Ensure that all supply chain participants, including processors and exporters, comply with the dolphin-safe policy.
Dolphin-safe practices are often mandatory for tuna export to the U.S., EU, and other international markets. Auditors verify fishing logs, vessel practices, and procurement records to ensure compliance. Helps promote ethical sourcing and aligns with sustainability standards like Friend of the Sea and Marine Stewardship Council (MSC).
Click Dolphin Safe to know more about this certification.
6th June 2025
Friend of Sea Certification
Friend of the Sea (FOS) is a globally recognized certification standard that promotes and verifies sustainability in the marine environment. It has become a leading certification scheme for products and services that align with environmental protection and responsible marine resource use.
FOS ensures that certified operations follow practices that do not overexploit fish stocks, minimize bycatch, and reduce environmental impact. Friend of the Sea also supports pilot certification and awareness projects related to restaurants, sustainable shipping, whale and dolphin watching, ornamental fish and aquaria, and eco-friendly products like UV creams.

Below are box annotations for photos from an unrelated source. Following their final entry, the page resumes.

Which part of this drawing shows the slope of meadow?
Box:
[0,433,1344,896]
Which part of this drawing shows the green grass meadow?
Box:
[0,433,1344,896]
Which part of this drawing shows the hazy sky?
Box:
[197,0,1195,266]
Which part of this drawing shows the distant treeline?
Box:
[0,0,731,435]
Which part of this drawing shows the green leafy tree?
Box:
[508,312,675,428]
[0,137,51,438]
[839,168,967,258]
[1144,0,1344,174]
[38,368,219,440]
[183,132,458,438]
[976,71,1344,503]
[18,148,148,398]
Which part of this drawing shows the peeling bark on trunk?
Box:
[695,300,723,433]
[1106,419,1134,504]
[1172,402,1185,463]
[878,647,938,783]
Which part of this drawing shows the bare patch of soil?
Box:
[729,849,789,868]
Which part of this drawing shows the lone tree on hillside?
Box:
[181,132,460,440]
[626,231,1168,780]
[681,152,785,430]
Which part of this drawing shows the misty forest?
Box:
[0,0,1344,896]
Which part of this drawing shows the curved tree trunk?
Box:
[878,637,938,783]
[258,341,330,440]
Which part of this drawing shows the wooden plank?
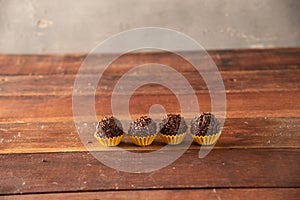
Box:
[0,149,300,194]
[0,91,300,122]
[0,188,300,200]
[0,118,300,154]
[0,48,300,75]
[0,68,300,96]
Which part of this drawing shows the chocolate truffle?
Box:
[128,116,156,137]
[95,116,124,138]
[191,112,221,136]
[159,114,187,136]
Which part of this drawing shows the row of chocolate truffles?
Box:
[94,112,221,146]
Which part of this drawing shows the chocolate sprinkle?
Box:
[128,116,156,137]
[191,112,221,136]
[159,114,187,135]
[96,116,124,138]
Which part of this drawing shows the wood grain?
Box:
[0,188,300,200]
[0,91,300,122]
[0,149,300,194]
[0,48,300,197]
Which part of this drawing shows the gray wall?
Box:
[0,0,300,53]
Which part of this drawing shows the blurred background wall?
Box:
[0,0,300,53]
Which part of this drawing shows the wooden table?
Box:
[0,48,300,199]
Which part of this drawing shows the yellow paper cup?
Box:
[127,134,156,146]
[94,134,124,147]
[192,131,221,145]
[158,133,186,145]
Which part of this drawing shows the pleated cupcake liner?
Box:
[158,133,186,145]
[127,134,157,146]
[94,134,124,147]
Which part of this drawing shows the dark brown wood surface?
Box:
[0,48,300,199]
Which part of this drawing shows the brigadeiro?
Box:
[159,114,187,145]
[94,116,124,146]
[128,116,157,146]
[191,112,221,145]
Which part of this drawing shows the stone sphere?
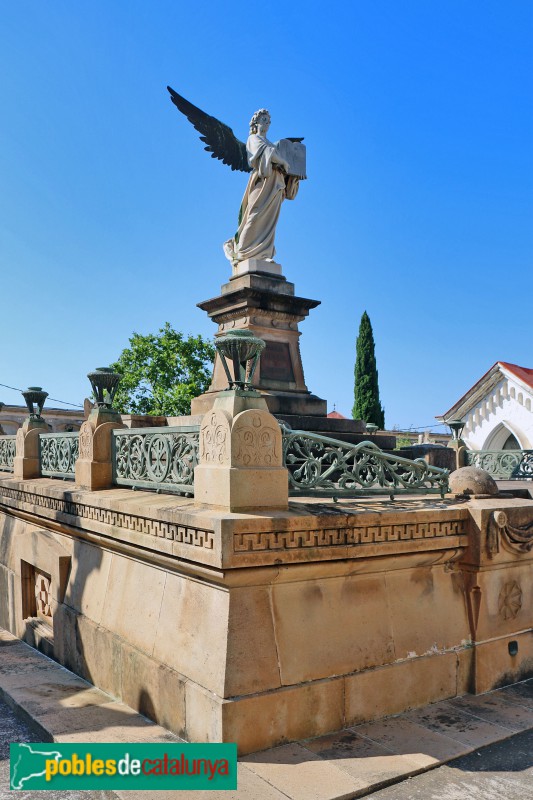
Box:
[450,467,498,495]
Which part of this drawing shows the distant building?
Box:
[437,361,533,450]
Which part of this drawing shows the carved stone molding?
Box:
[231,410,282,468]
[200,410,230,467]
[79,420,94,461]
[0,487,214,550]
[233,519,467,553]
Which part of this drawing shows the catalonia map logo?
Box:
[10,742,237,791]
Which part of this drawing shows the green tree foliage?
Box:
[111,322,215,416]
[352,311,385,430]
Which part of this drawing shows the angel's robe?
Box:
[224,133,298,262]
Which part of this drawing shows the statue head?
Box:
[250,108,270,133]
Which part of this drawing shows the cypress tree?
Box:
[352,311,385,430]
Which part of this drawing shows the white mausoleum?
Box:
[437,361,533,450]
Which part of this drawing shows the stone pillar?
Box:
[76,407,126,491]
[194,389,289,511]
[13,416,49,480]
[448,439,467,469]
[191,270,327,417]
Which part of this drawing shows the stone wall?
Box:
[0,478,533,752]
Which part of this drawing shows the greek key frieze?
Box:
[233,520,466,553]
[0,487,214,550]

Friend of the Sea is a project by the World Sustainability Organization and is the only certification scheme that, under the same logo, certifies both wild-caught and farmed seafood. This integrated approach enhances transparency and consumer trust in sustainably sourced marine products.
Click FOS to know more about this certification.
Audit
During the audit by Friend of the Sea (FOS) ,I had the opportunity to participate in the inspection process along with the auditor and the QA team.
Key Areas Audited:
Boat Inspection Records:
Verified whether fishing vessels comply with FOS standards, including sanitary conditions and registration documentation.
Catching Records:
Reviewed documents specifying catch zones, fish species, fishing dates, and catch volumes, ensuring compliance with sustainable fishing zones and quotas.
Size and Species Compliance:
Auditor cross-checked that fish size and weight met the minimum legal and recommended standards, particularly for species like tuna and swordfish.
Skipper Training Records:
Ensured records of training provided to vessel skippers were up-to-date and included topics such as sustainable fishing practices, bycatch reduction, and FOS compliance.
Preventive Actions:
Verified actions and procedures in place to prevent harvesting of underweight or juvenile fish, including onboard grading and discard protocols.
The auditor conducted a thorough on-site inspection of the export processing facility, assessing aspects related to traceability, hygiene, fish handling, and sustainability commitments.